-
Notifications
You must be signed in to change notification settings - Fork 16.4k
Closed
Labels
area:corearea:providersgood first issuekind:bugThis is a clearly a bugThis is a clearly a bugprovider:amazonAWS/Amazon - related issuesAWS/Amazon - related issues
Description
Apache Airflow version
Other Airflow 2 version (please specify below)
If "Other Airflow 2 version" selected, which one?
2.10.1
What happened?
When using the HttpToS3Operator operator without s3_bucket parameter, I get this error:
[2024-10-25, 15:05:43 EEST] {local_task_job_runner.py:123} ▶ Pre task execution logs
[2024-10-25, 15:05:43 EEST] {http_to_s3.py:165} INFO - Calling HTTP method
[2024-10-25, 15:05:43 EEST] {base.py:84} INFO - Retrieving connection 'http_conn'
[2024-10-25, 15:05:44 EEST] {base.py:84} INFO - Retrieving connection 'aws_conn'
[2024-10-25, 15:05:44 EEST] {taskinstance.py:3310} ERROR - Task failed with exception
Traceback (most recent call last):
File "/usr/local/airflow/.local/lib/python3.11/site-packages/airflow/models/taskinstance.py", line 767, in _execute_task
result = _execute_callable(context=context, **execute_callable_kwargs)

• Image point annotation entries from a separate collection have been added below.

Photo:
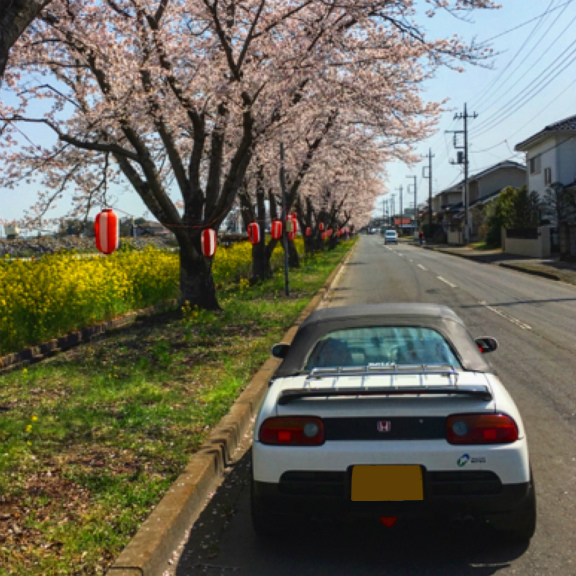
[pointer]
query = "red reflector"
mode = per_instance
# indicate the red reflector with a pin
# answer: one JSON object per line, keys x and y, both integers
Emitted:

^^^^^^^^^^^^^^^^^^^^^^^^^^^^^^^^^^^^^^^^^^^^^^^^^^^^^^^^^^^^^
File "/usr/local/airflow/.local/lib/python3.11/site-packages/airflow/models/taskinstance.py", line 733, in _execute_callable
return ExecutionCallableRunner(
^^^^^^^^^^^^^^^^^^^^^^^^
File "/usr/local/airflow/.local/lib/python3.11/site-packages/airflow/utils/operator_helpers.py", line 252, in run
return self.func(*args, **kwargs)
^^^^^^^^^^^^^^^^^^^^^^^^^^
File "/usr/local/airflow/.local/lib/python3.11/site-packages/airflow/models/baseoperator.py", line 406, in wrapper
return func(self, *args, **kwargs)
^^^^^^^^^^^^^^^^^^^^^^^^^^^
File "/usr/local/airflow/.local/lib/python3.11/site-packages/airflow/providers/amazon/aws/transfers/http_to_s3.py", line 168, in execute
self.s3_hook.load_bytes(
File "/usr/local/airflow/.local/lib/python3.11/site-packages/airflow/providers/amazon/aws/hooks/s3.py", line 158, in wrapper
return func(*bound_args.args, **bound_args.kwargs)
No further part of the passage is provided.